Przejdź do głównej zawartości

Przeprowadzka


Zdaję sobie sprawę z tego, że od paru(nastu) miesięcy moja aktywność blogowa znacznie spadła - zrzucam to na nieciekawą polską rzeczywistość, niedostarczającą mi zbyt wiele inspiracji, z wyjątkiem może okazjonalnego szkolenia BHP... Ale od dziś porzucam na nowo ojczyste strony i przeprowadzam się do Uniwersyteckiego i Hanzeatyckiego Miasta Greifswald. Stąd właśnie będę odtąd przesyłać dygresyjne raporty. Często spotykam się z pytaniem, gdzie właściwie leży Greifswald, a więc żeby od razu rozwiać te wątpliwości, pokażę - leży on tu:



Trudno mi już dzisiaj powiedzieć, czy ta przeprowadzka oznaczać będzie znaczne zwiększenie dygresyjnej aktywności, bo w końcu naród niemiecki jest mniej kosmiczny niż szwedzki oraz lepiej polskiemu Czytaczowi znany, a i ja nie studiowałam nigdy germanistyki, więc nie mam podobnego teoretycznego przygotowania, jak w przypadku Szwecji.

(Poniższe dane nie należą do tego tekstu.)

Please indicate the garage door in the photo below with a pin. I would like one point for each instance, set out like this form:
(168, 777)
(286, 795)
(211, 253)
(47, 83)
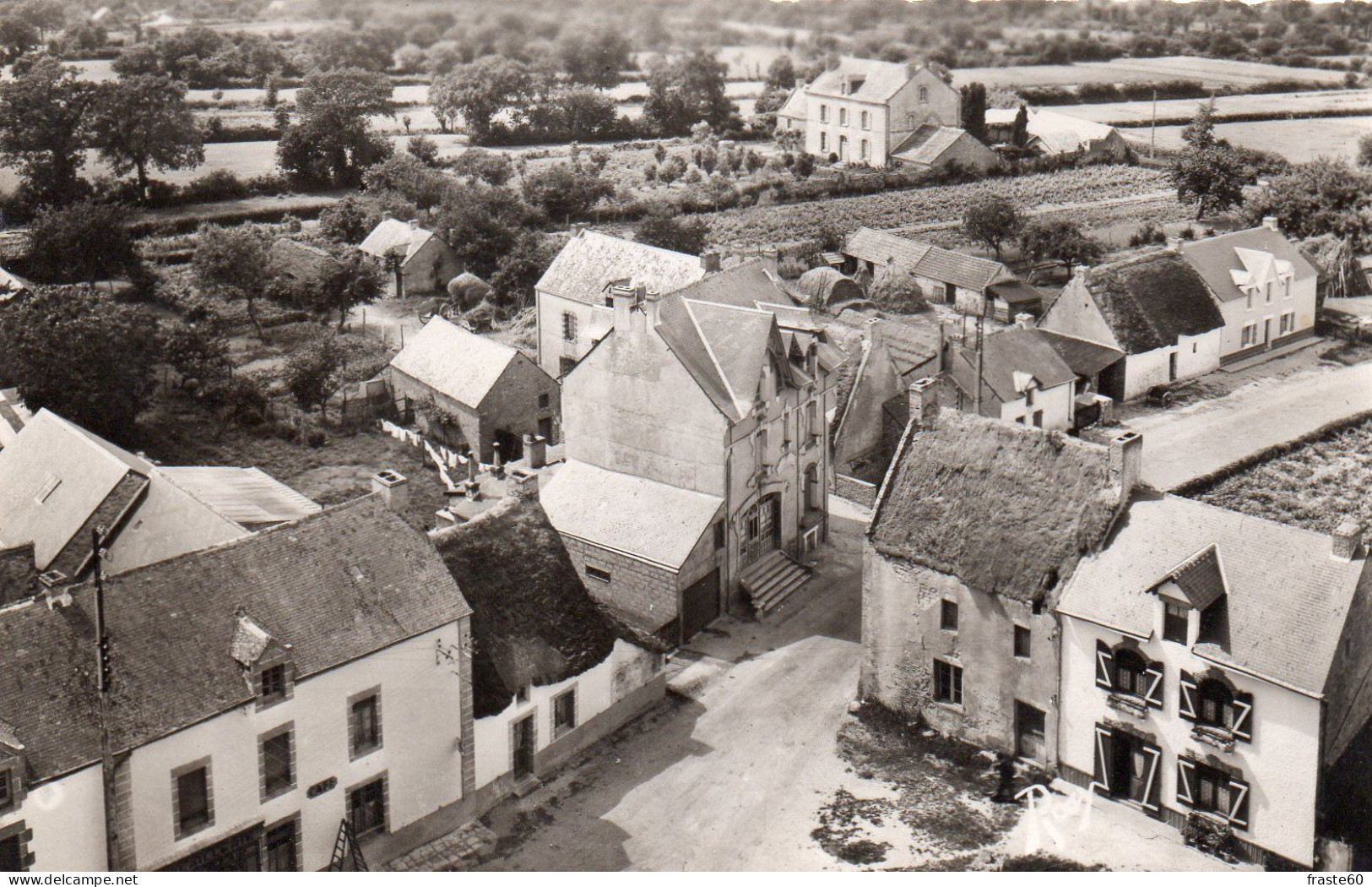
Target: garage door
(700, 604)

Mimo to - nie porzucam nadziei.

P.S. Obrazek na początku jest rezultatem próby wykorzystania ostatniego dnia ważności wersji próbnej Photoshopa:)

Komentarze

lotta7 pisze…
powodzenia, a ze bedzie o czym pisac, to juz Ci ja, bylo nie bylo germanistka, gwarantuje! sciskam moooocno i pozdrawiam, zyczac duzo szczescia!
martencja pisze…
No właśnie, ale Ty, jako germanistka, masz teoretyczne podstawy, żeby wysuwać tego typu stwierdzenia, ale ja...?

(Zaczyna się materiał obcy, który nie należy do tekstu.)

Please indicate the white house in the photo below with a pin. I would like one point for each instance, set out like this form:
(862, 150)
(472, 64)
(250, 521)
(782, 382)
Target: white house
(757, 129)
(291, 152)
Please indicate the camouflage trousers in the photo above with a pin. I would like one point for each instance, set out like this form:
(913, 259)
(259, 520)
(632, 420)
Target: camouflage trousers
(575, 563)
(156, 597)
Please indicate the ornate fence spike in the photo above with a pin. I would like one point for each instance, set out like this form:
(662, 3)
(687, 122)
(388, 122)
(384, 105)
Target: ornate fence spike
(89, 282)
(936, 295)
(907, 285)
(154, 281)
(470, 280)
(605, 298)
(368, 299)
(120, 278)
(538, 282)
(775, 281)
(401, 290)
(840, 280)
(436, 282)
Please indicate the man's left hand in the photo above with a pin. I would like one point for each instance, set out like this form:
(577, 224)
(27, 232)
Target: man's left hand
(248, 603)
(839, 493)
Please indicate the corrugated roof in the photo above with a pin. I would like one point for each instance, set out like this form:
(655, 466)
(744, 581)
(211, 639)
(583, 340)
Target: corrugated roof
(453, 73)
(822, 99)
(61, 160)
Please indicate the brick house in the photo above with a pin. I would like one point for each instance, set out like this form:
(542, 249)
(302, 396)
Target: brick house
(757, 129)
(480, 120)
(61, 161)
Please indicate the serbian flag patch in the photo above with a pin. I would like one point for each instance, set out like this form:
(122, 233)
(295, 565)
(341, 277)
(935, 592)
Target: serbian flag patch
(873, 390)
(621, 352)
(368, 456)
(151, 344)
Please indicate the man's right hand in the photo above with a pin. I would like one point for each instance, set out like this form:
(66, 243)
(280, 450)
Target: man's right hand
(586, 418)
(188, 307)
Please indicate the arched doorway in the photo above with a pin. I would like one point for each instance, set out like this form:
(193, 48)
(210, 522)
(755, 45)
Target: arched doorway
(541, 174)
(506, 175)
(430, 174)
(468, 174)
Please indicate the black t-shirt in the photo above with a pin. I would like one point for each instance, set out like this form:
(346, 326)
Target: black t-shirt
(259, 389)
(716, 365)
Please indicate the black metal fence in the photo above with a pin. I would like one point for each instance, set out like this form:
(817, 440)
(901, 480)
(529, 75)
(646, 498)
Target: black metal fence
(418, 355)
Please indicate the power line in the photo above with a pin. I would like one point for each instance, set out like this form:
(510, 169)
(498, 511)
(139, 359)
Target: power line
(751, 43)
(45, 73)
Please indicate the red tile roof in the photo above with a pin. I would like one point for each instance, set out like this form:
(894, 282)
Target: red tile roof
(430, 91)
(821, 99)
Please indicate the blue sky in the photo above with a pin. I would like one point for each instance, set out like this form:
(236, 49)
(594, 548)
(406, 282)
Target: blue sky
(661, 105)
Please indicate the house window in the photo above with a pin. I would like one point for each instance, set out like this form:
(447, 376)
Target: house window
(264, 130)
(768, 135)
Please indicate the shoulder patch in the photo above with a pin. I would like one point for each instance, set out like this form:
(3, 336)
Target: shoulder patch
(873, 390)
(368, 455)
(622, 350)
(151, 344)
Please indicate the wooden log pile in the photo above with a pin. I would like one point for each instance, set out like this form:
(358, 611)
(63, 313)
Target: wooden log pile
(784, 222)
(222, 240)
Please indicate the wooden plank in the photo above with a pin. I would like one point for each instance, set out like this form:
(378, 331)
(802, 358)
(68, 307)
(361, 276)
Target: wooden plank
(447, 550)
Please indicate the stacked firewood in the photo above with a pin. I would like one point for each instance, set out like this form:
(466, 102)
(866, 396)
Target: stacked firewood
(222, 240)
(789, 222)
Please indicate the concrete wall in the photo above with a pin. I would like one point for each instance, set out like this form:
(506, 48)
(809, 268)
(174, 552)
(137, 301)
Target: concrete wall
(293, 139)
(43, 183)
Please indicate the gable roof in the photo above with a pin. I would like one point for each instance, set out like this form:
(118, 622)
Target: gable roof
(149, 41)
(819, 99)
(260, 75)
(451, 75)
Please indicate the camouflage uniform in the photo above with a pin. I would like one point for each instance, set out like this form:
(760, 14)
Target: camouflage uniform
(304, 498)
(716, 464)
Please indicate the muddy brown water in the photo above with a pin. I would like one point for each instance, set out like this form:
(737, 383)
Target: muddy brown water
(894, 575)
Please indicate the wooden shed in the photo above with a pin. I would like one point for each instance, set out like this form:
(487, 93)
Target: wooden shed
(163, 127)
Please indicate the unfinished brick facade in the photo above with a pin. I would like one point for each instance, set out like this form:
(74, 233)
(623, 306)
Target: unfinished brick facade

W każdym razie - dzięki!:)

M.
Zula pisze…
Ależ Cię nosi, Marto! Powodzenia!
Kuba pisze…
Nie zapominajmy, że w szerokim świecie Greifswald nie jest znany z powodu swojego niszowego uniwersytetu :) tylko jako siedziba stoczni jachtowej Hanse! Może się wkręcisz na matkę chrzestną jakiejś ładnej łódki ...
martencja pisze…
Patyś - no cóż zrobić, taki sobie zawód wybrałam, na dobre czy na złe:) [chociaż może "wybrałam" to za dużo powiedziane, po prostu do niczego innego się nie nadaję...:)]

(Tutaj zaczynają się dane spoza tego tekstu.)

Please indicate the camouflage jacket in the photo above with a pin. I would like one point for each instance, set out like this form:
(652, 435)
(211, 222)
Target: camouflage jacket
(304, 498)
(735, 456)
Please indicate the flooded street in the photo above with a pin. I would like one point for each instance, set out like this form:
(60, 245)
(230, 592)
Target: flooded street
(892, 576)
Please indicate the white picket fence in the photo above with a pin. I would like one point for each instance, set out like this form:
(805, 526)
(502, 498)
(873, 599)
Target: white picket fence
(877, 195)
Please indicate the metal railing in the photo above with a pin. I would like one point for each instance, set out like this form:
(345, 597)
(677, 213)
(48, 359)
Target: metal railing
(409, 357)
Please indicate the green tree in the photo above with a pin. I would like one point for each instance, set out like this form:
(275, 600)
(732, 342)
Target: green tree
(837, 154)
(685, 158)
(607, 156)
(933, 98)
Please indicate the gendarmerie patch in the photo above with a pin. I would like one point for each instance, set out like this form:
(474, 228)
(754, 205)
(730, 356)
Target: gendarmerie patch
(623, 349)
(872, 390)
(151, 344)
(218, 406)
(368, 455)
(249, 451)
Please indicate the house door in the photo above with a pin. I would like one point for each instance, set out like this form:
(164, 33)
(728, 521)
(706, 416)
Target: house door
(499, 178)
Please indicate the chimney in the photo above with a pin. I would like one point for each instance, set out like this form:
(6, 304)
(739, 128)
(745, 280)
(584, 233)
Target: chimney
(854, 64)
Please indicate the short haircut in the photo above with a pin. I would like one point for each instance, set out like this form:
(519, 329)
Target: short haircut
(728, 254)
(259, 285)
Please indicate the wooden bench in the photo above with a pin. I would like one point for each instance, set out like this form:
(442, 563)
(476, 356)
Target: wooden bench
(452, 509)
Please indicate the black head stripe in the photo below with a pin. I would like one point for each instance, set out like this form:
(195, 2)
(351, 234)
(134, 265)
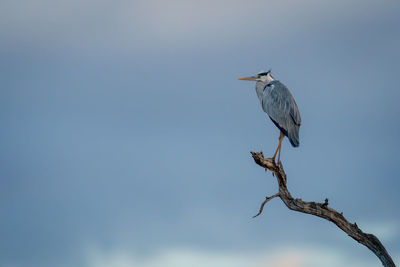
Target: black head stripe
(264, 73)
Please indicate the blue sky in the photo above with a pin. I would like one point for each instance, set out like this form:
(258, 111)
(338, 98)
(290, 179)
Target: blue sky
(126, 134)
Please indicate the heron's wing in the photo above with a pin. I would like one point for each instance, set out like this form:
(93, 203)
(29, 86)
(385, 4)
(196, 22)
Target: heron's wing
(281, 107)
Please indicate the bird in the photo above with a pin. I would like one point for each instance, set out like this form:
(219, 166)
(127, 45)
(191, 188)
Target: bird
(277, 101)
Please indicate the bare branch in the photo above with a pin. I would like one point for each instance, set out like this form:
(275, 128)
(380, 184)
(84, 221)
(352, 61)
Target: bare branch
(265, 202)
(321, 210)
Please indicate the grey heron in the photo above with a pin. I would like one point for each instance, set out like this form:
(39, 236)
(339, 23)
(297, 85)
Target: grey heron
(277, 101)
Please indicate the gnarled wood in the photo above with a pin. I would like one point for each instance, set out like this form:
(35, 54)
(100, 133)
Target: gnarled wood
(321, 210)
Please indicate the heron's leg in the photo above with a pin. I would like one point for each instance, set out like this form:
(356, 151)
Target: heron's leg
(280, 147)
(281, 136)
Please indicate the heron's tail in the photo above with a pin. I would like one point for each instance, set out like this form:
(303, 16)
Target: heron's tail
(293, 136)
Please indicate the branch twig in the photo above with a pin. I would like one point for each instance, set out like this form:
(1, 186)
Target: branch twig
(265, 202)
(321, 210)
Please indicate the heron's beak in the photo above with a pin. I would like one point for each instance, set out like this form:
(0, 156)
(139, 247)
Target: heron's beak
(252, 78)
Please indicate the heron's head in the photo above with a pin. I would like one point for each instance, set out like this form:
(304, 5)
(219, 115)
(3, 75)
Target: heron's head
(262, 76)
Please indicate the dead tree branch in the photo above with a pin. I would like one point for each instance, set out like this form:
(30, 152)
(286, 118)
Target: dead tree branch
(321, 210)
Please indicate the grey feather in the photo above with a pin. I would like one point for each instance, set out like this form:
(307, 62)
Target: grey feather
(277, 101)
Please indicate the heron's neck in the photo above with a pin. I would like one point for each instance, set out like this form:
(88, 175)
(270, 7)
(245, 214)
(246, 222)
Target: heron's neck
(260, 85)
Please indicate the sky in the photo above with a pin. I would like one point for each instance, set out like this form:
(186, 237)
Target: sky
(126, 135)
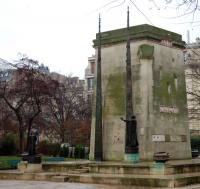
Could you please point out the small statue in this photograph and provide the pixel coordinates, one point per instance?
(33, 139)
(131, 135)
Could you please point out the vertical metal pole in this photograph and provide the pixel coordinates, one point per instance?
(98, 150)
(129, 101)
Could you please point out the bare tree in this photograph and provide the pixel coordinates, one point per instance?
(23, 93)
(68, 106)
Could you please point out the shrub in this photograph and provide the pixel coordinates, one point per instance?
(8, 145)
(49, 149)
(64, 151)
(43, 147)
(79, 152)
(54, 149)
(195, 143)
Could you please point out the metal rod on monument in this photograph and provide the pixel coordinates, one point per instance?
(98, 151)
(129, 101)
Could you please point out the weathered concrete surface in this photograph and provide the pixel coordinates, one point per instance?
(159, 100)
(12, 184)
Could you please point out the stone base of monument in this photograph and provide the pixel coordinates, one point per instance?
(26, 167)
(174, 173)
(134, 158)
(31, 158)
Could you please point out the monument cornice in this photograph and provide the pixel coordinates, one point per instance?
(140, 32)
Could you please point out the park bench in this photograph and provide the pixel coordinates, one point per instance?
(13, 163)
(54, 159)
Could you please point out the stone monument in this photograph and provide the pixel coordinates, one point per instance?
(158, 97)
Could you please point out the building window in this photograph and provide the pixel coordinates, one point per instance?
(90, 83)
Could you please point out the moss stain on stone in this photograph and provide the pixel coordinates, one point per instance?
(115, 91)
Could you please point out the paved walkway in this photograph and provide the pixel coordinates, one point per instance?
(13, 184)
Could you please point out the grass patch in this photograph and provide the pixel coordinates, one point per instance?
(8, 162)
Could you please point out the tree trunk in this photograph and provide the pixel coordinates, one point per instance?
(21, 140)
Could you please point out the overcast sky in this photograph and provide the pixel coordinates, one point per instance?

Kuba - tak, po nic innego tu przecież nie przyjechałam! A w ogóle to zdajesz sobie sprawę, że nawet stali mieszkańcy Greifswaldu nie bardzo kojarzą, że jest tu stocznia jachtowa...?

M.
nystateofmind pisze…
Ple ple..Stocznia czy uniwersytet...:) Ja jeszcze niedawno nie wiedziałam, że Greifswald w ogóle istnieje;)
nystateofmind pisze…
Heh - sorki - zmieniłam nazwę konta na google;)To ja, Magda Z;)
martencja pisze…
No właśnie tak się zastanawiałam i miałam swoje podejrzenia:) Blog? No proszę, proszę, będziem obserwować:)

M.
Ja też się przeprowadzam i gdyby nie to, że pomoże w mi w tym TipTopTrans - Przeprowadzki to chyba nawet odłożyłabym to cale przedsięwzięcie. Robię to dlatego, że jestem pewna, iż firma zajmie się tym bardzo szybko i bez żadnych problemów. W końcu przewożenie wszystkich rzeczy z jednego w drugie miejsce to nie lada gratka.
Odważny krok, powodzenia.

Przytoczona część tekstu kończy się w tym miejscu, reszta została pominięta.